The Midwest is not too happy, according to Zillow; the new owners of this Evanston home are happy about what was left in the fridge; and the Metropolitan Planning Council is sponsoring a contest to find the most beloved public place.

Three dispatches about happiness:

  • According to a new homeowner confidence survey from Zillow.com, homeowners in the Midwest are more glum about the near-term future of the value of their homes than their counterparts in the rest of the country. The survey, released Tuesday, comes on the heels of last week’s data-crammed report from Zillow about home values.

    While that report provided data down to the neighborhood level, Tuesday’s survey breaks the United States into four geographical regions. Of those regions, the Midwest had the highest number of respondents—25 percent—who thought that the value of their homes would decrease over the next six months. (Only 17 percent of respondents in the northeast and the south, and 19 percent in the west, expected their homes to decrease in value over that same time period.) The Midwest also had the smallest number of respondents—27 percent—who thought that their homes would increase in value over the next six months. (In the northeast and south, 38 percent of the respondents thought that their home’s value would increase, while 30 percent in the west shared that opinion.)
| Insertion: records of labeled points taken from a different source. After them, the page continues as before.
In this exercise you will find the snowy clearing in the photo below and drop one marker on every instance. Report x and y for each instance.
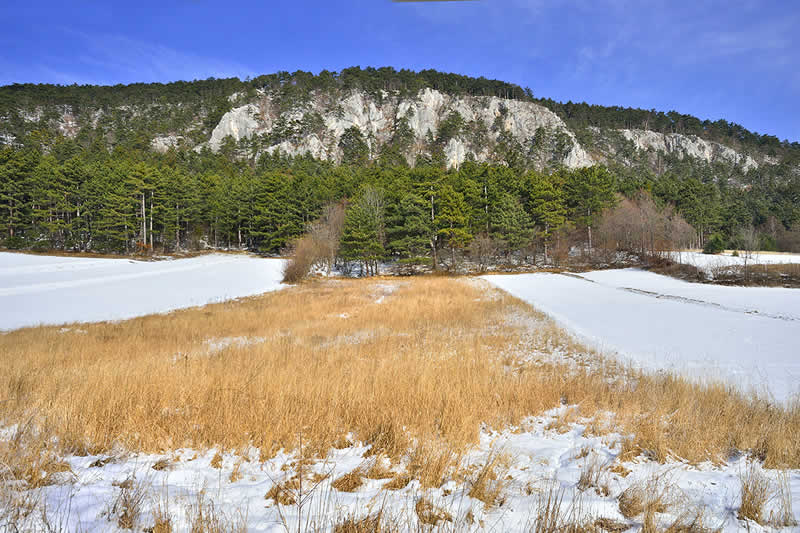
(36, 290)
(542, 456)
(746, 336)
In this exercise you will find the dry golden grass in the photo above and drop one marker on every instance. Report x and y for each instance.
(489, 484)
(417, 376)
(430, 514)
(349, 482)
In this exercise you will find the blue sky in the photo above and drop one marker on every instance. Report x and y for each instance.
(737, 60)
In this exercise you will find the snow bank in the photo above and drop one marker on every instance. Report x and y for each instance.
(540, 459)
(746, 336)
(707, 262)
(38, 290)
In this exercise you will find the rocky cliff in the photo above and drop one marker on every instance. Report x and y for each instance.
(481, 123)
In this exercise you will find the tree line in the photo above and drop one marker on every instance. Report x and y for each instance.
(65, 197)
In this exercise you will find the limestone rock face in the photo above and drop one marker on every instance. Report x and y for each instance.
(239, 123)
(162, 144)
(688, 146)
(377, 120)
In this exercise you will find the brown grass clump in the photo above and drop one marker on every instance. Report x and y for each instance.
(284, 493)
(162, 521)
(377, 523)
(28, 458)
(398, 482)
(419, 377)
(349, 482)
(216, 461)
(127, 506)
(378, 470)
(489, 484)
(755, 493)
(204, 517)
(161, 464)
(430, 514)
(647, 498)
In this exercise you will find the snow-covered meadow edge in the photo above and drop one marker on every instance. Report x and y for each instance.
(555, 456)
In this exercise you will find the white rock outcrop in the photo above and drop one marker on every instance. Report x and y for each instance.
(163, 143)
(377, 119)
(239, 123)
(688, 146)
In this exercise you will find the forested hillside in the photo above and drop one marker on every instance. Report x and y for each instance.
(429, 166)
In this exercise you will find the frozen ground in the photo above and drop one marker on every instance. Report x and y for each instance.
(709, 262)
(38, 289)
(546, 453)
(747, 336)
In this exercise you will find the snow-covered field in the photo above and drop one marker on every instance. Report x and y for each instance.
(708, 262)
(747, 336)
(37, 289)
(540, 457)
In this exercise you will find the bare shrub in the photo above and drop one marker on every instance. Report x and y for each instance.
(646, 498)
(127, 506)
(204, 517)
(318, 247)
(783, 515)
(349, 482)
(490, 482)
(637, 225)
(430, 514)
(367, 524)
(590, 474)
(552, 515)
(305, 253)
(755, 493)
    Compare those numbers to what Zillow calls the “market reality.” According to the company’s latest survey, the hardest hit geographical region was the west, with 89 percent of homes there actually decreasing in value; in the Midwest, 84 percent of homes decreased, followed by the south (80 percent) and the northeast (77 percent).
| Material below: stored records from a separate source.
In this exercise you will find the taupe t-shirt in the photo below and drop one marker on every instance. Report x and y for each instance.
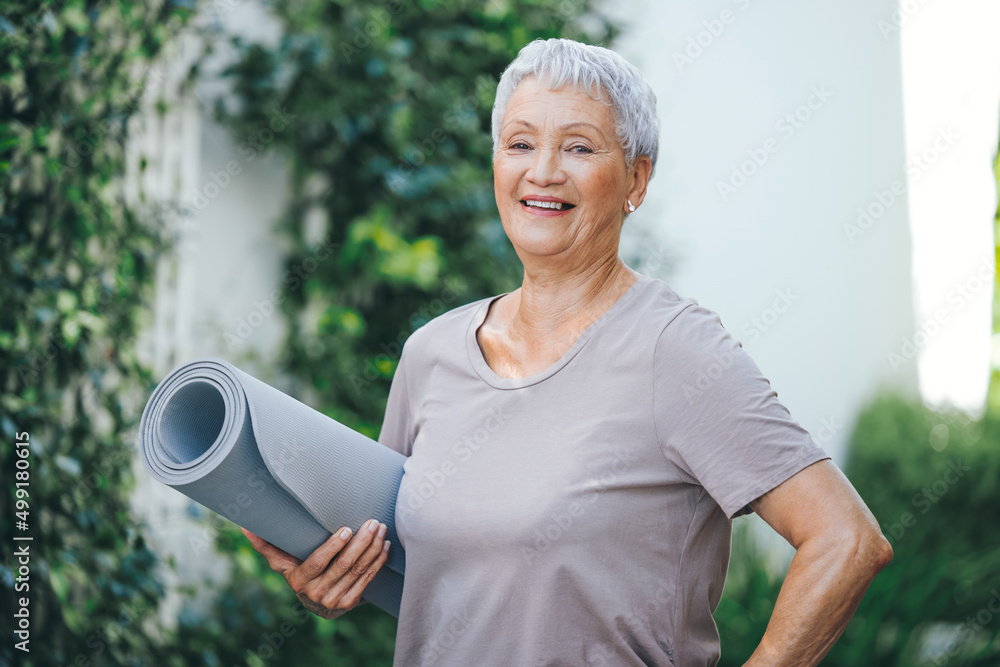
(580, 516)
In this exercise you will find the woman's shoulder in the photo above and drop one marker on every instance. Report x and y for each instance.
(676, 317)
(448, 328)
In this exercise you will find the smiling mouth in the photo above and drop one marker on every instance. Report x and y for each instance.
(546, 205)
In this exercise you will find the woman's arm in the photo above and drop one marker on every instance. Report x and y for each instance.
(839, 549)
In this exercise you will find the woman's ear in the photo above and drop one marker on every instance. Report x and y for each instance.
(639, 175)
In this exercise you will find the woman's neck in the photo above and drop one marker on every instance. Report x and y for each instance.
(562, 304)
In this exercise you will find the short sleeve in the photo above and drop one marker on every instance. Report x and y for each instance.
(717, 417)
(397, 424)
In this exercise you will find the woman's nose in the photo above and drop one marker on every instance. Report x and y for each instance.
(546, 168)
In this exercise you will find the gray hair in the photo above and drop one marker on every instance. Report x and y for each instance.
(588, 68)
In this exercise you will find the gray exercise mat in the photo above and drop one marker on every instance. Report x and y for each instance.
(271, 464)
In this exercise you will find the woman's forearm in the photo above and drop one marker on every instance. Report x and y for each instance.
(825, 582)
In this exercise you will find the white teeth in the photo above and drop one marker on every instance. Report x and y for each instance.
(544, 204)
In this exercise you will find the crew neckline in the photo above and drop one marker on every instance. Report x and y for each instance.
(491, 378)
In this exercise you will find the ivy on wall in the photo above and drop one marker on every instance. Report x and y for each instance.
(75, 265)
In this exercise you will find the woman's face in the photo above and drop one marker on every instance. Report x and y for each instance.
(560, 175)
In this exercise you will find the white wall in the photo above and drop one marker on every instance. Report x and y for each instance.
(783, 239)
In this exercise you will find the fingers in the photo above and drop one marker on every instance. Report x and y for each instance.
(318, 561)
(354, 593)
(280, 561)
(350, 565)
(332, 578)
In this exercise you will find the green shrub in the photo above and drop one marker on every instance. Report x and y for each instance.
(931, 479)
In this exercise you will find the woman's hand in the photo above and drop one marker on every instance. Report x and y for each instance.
(330, 581)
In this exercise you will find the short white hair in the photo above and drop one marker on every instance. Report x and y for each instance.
(594, 70)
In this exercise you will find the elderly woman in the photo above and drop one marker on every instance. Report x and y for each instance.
(573, 467)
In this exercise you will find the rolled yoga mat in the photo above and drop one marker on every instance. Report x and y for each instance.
(271, 464)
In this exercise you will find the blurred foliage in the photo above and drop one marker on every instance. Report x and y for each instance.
(383, 109)
(931, 479)
(994, 392)
(75, 264)
(383, 112)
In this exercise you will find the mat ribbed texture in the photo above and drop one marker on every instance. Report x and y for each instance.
(271, 464)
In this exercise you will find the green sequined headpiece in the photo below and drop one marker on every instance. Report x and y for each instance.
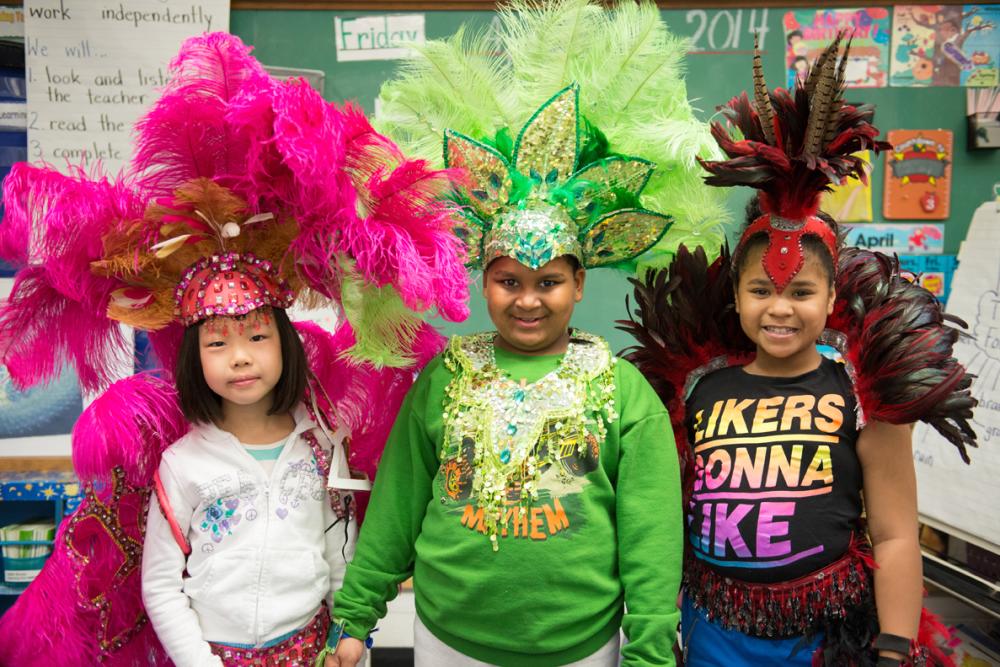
(557, 190)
  • Last year, Paul Hart, the CEO of the Chicago wine-collectors’ brokerage Hart Davis Hart, included 200 bottles of his finest wines with the 16-room Evanston house he was selling for $1.8 million. But Hart’s agent, James Konold of Koenig & Strey GMAC, says that the eventual buyers, whom he would not identify, declined the wine and instead took about $14,000 off the price. (The sale on the 111-year-old house closed August 12th at $1.3 million after the asking price had been cut to $1.45 million.) Here’s the happy part: “[Hart] decided to leave them some very nice wine anyway,” Konold says. He would not specify how many bottles, but said it was more than a case. “And the champagne he left in the refrigerator was very valuable,” Konold says.
  • This time of year, all it takes to make me happy is a walk along Lake Michigan. But there are dozens of other fantastic spots around the city and suburbs, and the Metropolitan Planning Council is running a contest to find out which is the most beloved public place in the Chicago region. Nominees range in scale from Millennium Park to a community garden on a single house lot on the North Side. Many suburban locations have also been nominated. The polls close September 14th.